BUENOS AIRES, Argentina (AP) — Argentina has put a new 2,000-peso bill into circulation as the country endures one of the world’s highest inflation rates that has decimated the value of the local currency.
The new bank note is worth double the previous highest bill in circulation, but is still worth only $8.21 at the official exchange rate and $4.08 at black-market rates. Stringent capital controls mean that access to the official foreign exchange market is extremely limited, and the peso is worth far less in parallel markets.
With an annual inflation rate that hit 109% in April, retail businesses and banks have been complaining about the difficulties of operating when the highest bill in circulation is of such little real value.
People paying bills with wads of cash has become a common sight and ATMs regularly run out of money, particularly on weekends and holidays.
A large sector of Argentina’s economy is informal so cash payments remain common.
The Central Bank said in a news release that while the process of digitizing payments is advancing, the 2,000-peso bill will “improve the functioning of ATMs and, at the same time, optimize the transport of cash.”
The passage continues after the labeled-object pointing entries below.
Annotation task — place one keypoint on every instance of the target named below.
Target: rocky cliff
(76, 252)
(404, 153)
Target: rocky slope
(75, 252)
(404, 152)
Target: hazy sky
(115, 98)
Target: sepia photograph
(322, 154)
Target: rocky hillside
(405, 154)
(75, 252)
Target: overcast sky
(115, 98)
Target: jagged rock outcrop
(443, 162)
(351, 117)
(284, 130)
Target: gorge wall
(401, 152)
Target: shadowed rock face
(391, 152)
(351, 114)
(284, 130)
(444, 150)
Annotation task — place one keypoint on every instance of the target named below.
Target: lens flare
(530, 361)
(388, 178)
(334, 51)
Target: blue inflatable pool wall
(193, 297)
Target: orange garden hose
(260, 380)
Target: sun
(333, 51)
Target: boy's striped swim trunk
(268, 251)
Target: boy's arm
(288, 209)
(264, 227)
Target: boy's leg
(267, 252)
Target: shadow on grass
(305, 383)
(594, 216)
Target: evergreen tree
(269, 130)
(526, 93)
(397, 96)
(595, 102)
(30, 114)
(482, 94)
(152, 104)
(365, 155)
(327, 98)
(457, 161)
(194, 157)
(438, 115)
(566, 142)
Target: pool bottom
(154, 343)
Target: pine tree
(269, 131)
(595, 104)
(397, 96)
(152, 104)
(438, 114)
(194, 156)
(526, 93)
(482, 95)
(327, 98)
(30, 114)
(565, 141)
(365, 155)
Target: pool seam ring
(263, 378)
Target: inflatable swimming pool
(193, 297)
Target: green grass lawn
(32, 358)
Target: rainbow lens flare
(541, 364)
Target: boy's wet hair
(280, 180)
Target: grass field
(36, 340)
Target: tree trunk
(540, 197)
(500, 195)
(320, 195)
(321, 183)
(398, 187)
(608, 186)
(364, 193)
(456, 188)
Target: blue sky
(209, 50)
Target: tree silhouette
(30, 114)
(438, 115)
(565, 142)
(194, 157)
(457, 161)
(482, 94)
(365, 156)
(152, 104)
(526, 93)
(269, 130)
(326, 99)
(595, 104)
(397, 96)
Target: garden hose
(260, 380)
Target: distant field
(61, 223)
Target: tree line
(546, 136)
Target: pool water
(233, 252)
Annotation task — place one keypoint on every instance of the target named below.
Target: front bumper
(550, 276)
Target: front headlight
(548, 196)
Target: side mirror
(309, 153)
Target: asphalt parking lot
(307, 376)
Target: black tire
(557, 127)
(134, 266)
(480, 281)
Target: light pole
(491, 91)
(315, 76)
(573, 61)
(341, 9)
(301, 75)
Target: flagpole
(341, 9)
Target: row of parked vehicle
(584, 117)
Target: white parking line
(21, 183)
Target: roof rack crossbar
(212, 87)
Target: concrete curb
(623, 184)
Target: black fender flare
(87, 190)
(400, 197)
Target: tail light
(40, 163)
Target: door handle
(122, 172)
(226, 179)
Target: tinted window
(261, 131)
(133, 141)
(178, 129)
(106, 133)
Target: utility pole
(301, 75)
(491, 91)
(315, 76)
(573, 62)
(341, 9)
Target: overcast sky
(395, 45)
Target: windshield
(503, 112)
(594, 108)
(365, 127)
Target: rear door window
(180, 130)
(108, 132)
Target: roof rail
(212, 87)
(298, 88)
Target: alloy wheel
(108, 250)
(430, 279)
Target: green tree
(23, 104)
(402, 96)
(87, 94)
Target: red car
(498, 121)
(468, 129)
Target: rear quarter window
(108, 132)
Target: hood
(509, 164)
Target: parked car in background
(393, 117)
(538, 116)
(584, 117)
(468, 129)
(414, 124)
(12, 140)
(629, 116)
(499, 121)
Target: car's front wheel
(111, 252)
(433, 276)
The new bill pays homage to the country’s public health system and features the portraits of doctors Cecilia Grierson, the country’s first female doctor, and Ramón Carrillo, the first health minister.
The distribution of the new bills is expected to be gradual as banks receive them.
Consumer prices rose 8.4% in April compared to the previous month, with inflation reaching 32% in the first four months of the year, according to the state-run INDEC statistics agency
Economic consultancies expect May inflation to be even higher and estimate an inflation rate of at least 130% for the year.